PATIENT’S CLAIM The resident and, therefore, the ObGyn, were negligent in the performance of the procedure. Proper bladder dissection would have moved the ureter to a position where it could not have been ligated.
DEFENDANTS’ DEFENSE Ureter injury is a known risk of the procedure.
VERDICT An Illinois defense verdict was returned.
Foot drop after tubal ligatioN?
During tubal ligation, a woman in her 30s was restrained by a belt. Venodyne boots were applied to promote blood circulation.
PATIENT’S CLAIM The belt and/or boot damaged the perineal and tibial nerves in her left leg, causing foot drop. When asked to definitely identify what caused the nerve damage, the patient invoked the doctrine of res ipsa loquitur (presumed negligence during surgery).
DEFENDANTS’ DEFENSE A $400,000 settlement was reached with the hospital before the trial.
The gynecologist and anesthesiologist denied negligence. The Venodyne boots could not have caused the injury, nor could the belt, which was applied in an area that did not involve the perineal or tibial nerves. The patient did not complain of pain after surgery.

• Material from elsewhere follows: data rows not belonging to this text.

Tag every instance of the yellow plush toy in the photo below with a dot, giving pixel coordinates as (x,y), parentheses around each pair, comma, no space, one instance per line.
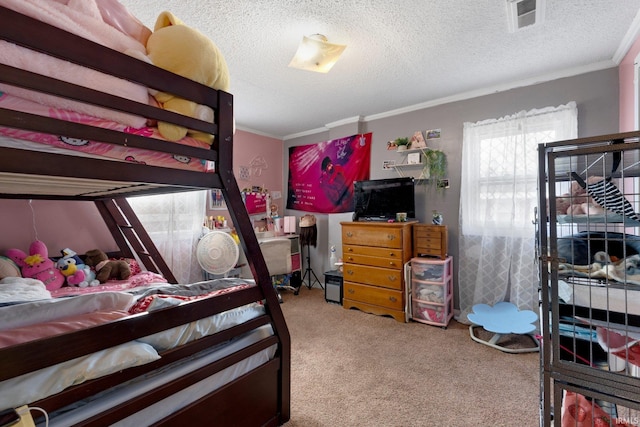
(183,50)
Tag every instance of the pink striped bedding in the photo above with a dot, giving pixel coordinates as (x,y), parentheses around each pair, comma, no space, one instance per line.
(115,152)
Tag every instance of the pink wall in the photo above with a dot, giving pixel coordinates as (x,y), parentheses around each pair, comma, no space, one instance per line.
(627,89)
(59,225)
(262,157)
(77,225)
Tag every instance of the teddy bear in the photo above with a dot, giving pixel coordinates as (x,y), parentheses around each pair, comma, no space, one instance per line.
(105,268)
(185,51)
(76,272)
(38,265)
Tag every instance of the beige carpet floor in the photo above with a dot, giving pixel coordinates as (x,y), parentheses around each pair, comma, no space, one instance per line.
(350,368)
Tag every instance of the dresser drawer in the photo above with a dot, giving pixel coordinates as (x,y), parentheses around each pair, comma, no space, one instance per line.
(427,243)
(426,231)
(387,298)
(375,276)
(378,236)
(393,262)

VERDICT A New York defense verdict was returned for the physicians.
Avoid surgical menopause?
After a 10-year history of endometriosis and chronic pelvic pain, a 38-year-old woman underwent bilateral salpingo-oophorectomy. Postoperatively, she suffered surgical menopause that exacerbated pre-existing anxiety and depression.
PATIENT’S CLAIM It was unnecessary to remove the healthy right ovary; having it remain would have avoided early menopause. She would not have consented to the removal of both ovaries had she been properly advised. Alternative treatment was not offered. Her marriage dissolved, her children went to live with their grandparents, and she was unable to work because of complications.

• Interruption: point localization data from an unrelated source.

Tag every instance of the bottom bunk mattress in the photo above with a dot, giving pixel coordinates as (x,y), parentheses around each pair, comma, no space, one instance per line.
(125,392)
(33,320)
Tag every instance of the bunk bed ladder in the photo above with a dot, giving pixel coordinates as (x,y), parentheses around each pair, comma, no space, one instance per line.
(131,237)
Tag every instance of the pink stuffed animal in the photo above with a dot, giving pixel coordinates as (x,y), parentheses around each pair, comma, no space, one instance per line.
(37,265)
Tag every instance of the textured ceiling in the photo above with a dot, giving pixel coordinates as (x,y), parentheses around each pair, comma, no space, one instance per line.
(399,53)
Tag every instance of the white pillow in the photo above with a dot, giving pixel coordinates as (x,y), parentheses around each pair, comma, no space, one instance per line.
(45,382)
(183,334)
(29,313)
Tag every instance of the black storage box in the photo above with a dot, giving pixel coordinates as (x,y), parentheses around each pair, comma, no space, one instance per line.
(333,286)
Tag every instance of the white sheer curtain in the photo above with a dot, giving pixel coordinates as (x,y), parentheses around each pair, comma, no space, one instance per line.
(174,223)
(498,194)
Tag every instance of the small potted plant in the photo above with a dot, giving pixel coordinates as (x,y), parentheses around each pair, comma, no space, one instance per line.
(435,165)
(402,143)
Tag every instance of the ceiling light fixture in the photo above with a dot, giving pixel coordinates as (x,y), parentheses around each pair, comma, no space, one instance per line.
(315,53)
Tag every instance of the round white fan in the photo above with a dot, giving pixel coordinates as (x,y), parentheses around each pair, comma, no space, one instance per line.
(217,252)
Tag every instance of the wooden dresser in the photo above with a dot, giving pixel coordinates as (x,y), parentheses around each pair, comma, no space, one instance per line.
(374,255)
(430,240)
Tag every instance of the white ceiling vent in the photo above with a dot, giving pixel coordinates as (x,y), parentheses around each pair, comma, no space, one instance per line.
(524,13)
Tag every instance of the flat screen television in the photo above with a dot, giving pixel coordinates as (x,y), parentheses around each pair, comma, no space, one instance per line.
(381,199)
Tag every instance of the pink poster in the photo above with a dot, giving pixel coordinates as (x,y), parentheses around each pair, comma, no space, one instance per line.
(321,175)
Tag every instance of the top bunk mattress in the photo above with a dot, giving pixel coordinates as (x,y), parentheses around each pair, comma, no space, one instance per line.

PHYSICIAN’S DEFENSE Proper consent was obtained, including alternatives to surgery. Evidence of ovarian cancer or other medical necessity was not required because full consent was obtained. Removal of the ovaries was proper due to dense pelvic and bowel adhesions, cystic adnexal masses with questionable pathology, and her chronic pelvic pain. The patient’s appendix was adhesed, causing an unreasonable risk of ovarian torsion.
VERDICT A Michigan defense verdict was returned.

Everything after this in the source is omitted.